While the track record of failed attempts to spark higher-performance behaviour has led many managers to conclude that human nature is simply intractable, the brain is actually highly plastic. New behaviours can be learned and entrenched behaviours modified at any age – but the brain will only make these shifts when engaged in mindful attention, says Rock.
He identifies five particular qualities that enable employees and executives to minimise the threat response and enable the reward response – status, certainty, autonomy, relatedness and fairness (SCARF). How these can be utilised is part of his presentation at the conference.

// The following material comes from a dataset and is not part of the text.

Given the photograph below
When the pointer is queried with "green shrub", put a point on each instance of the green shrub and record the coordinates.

Other speakers include Jack and Patti Phillips, who spearhead the ROI Institute and whose programmes for measuring the success of investments in workplace learning are in hot demand. Speaking during brief touchdown in his US base, Jack Phillips told NZ Management that the recession has prompted huge demand for methodology that provides bottom line figures and accountability for whole range of training, performance improvement, human resources, technology programmes and, more recently, the payoff on “green” investment.
“We’ve been swamped because people are finally showing the value of what they do.”

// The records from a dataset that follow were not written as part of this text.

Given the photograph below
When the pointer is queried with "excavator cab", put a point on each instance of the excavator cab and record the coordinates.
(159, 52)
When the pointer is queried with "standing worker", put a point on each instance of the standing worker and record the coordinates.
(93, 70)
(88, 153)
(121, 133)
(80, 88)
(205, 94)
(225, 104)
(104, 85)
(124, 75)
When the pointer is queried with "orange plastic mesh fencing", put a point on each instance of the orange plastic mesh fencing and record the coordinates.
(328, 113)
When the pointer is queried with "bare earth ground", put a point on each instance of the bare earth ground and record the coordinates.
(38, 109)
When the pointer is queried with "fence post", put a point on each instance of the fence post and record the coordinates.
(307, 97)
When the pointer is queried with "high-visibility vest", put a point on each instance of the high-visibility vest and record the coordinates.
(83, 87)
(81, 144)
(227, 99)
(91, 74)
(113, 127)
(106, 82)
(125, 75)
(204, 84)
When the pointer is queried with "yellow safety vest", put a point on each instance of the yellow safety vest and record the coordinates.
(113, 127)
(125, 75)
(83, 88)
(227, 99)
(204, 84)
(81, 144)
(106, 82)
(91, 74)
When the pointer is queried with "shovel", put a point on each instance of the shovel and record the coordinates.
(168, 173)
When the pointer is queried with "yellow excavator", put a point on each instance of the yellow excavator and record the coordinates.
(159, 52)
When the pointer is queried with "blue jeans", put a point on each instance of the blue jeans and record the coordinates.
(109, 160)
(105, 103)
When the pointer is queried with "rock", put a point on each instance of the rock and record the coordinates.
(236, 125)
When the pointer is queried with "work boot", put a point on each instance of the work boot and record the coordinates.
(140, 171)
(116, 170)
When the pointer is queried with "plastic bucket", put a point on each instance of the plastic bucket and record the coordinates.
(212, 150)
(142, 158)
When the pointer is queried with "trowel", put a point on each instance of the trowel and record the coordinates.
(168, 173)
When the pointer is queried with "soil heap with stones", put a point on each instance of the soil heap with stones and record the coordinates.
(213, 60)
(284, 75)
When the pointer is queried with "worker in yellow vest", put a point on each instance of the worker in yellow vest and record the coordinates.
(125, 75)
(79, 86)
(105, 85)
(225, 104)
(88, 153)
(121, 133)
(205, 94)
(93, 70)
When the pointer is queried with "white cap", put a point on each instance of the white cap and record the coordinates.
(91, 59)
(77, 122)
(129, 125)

Those attending the couple’s keynote speeches and workshop in Auckland will find out about the eight types of data that can be reported to senior executives – and the three sets they need most, says Phillips.
“These are impact (on the organisation from the learning/development programme), the financial return on investment, and application – and these are the three that are provided least. So there is disconnect. We’ve known that for years but this puts it in perspective and puts some challenges in front of us.
“Because we haven’t been able to produce the kind of data executives want, we see the aftermath of this in our global recession when (learning/development) investments get cut because they’re perceived as something you can do when you’ve got time and money when it should be the other way round.
“So my sessions will be about those measures and the challenges of putting them in place and Patti’s will be more specific about the process. It’s called ‘Show me the Money’ and is more on how-tos – how to get the ROI to see that it is possible and it is being done and that is the way to win the hearts and minds of senior executives.”
The two-day NZATD Conference, which as well as range of overseas experts also includes local speakers like Wade Jackson and Michael Henderson, is being held at the Waipuna Hotel and Conference Centre in Auckland, May 26-28.